It’s notable that one of the two partners in ABG is David Simon, CEO of the Simon Property Group, which is the largest mall owner in the U.S. Many of the retail brands purchased by ABG are tenants of Simon’s company. By purchasing these companies, the Simon Group is able to work out rent concessions to keep their businesses alive and the malls they are inviable.
So is ABG a vulture or a savior? Perhaps a little bit of both, but survival of the brands they own is certainly in their best interest.
It should be the owner’s prerogative to do what they want with a brand. Sports Illustrated has already been weakened by the overall struggles of the printed magazine industry. Gaining value from the brand in other markets is arguably quite shrewd, even if it seems odd or opportunistic. (And, honestly, no one is going to get rich from Limited Edition Recovery Cream no matter what brand is on it.) Brooks Brothers was already on the ropes when ABG bought it out of bankruptcy.
ABG is not the only company with a business strategy of buying distressed brands and reestablishing their value in the marketplace. Dormitus Brands owns the rights to Cingular Wireless, Underalls, Brim, Slice, AIWA and Coleco, among others. They have even reimagined the old Bud Light mascot, Spuds MacKenzie, as a dog food product line that donates a portion of its profits to pet rescue programs. While ABG mostly buys active brands that are in trouble, Dormitus specializes in bringing dormant brands back to life. It claims to be close to re-launching Underalls in the women’s hosiery marketplace.

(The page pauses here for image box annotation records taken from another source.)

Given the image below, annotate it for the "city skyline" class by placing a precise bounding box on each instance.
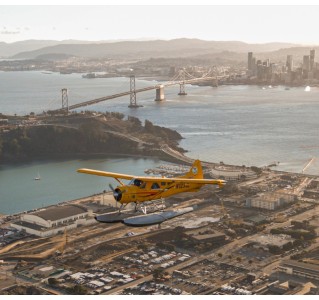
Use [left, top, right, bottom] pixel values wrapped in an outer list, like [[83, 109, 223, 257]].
[[0, 5, 319, 45]]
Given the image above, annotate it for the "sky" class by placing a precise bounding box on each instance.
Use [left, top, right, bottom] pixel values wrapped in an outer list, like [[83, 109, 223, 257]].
[[0, 0, 319, 45]]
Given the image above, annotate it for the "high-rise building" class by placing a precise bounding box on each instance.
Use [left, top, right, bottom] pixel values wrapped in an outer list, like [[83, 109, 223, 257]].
[[310, 49, 315, 71], [302, 55, 310, 74], [286, 55, 294, 72], [248, 52, 253, 71]]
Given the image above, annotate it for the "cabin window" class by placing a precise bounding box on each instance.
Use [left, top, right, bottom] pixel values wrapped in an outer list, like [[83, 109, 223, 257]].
[[151, 182, 160, 190]]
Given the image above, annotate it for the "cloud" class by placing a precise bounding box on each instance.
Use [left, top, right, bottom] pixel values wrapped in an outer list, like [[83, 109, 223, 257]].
[[0, 30, 20, 34]]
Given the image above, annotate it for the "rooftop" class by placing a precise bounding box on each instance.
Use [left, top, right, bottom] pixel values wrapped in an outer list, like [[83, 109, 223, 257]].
[[30, 205, 87, 221]]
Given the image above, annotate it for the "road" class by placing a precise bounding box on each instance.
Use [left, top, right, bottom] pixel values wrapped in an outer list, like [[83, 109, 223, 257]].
[[103, 203, 319, 295]]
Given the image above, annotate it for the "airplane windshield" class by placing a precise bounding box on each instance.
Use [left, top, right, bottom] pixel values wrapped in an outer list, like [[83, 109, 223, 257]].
[[129, 178, 143, 186]]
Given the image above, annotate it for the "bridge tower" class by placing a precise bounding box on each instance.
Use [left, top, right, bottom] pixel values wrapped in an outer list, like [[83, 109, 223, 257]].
[[128, 75, 142, 108], [62, 88, 69, 114], [155, 85, 165, 101], [178, 69, 187, 96]]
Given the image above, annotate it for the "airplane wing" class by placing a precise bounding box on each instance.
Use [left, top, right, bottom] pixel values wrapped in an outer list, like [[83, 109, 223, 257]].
[[77, 169, 138, 180], [134, 176, 225, 184], [77, 169, 225, 185]]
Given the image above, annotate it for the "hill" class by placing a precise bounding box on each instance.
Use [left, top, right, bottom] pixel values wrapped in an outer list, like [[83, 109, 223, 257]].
[[0, 112, 183, 163], [11, 38, 298, 60]]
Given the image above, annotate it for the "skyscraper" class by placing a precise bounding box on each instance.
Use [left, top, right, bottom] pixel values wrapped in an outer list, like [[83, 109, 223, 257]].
[[302, 55, 310, 74], [248, 52, 253, 71], [286, 55, 294, 72], [310, 49, 315, 71]]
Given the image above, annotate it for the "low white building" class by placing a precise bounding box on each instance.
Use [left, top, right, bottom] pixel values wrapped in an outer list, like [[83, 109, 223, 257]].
[[11, 204, 95, 237]]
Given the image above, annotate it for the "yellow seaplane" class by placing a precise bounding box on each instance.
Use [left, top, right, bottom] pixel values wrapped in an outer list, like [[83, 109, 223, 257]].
[[77, 160, 225, 225]]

If Rolex suddenly licensed its brand for a line of rollerblades (get it?) they would be generating a short-term gain that would likely damage its equity as a luxury brand over time. But companies like ABG and Dormitus have a vested interest in growing the value of their brand portfolios, even if one-off licensing agreements seem like a stretch. Certainly, most of these salvaged brands haven’t made it back to their previous heights of glory. But they do serve as proof that even a bankrupt company can retain equity in its brand and bring value to its owners.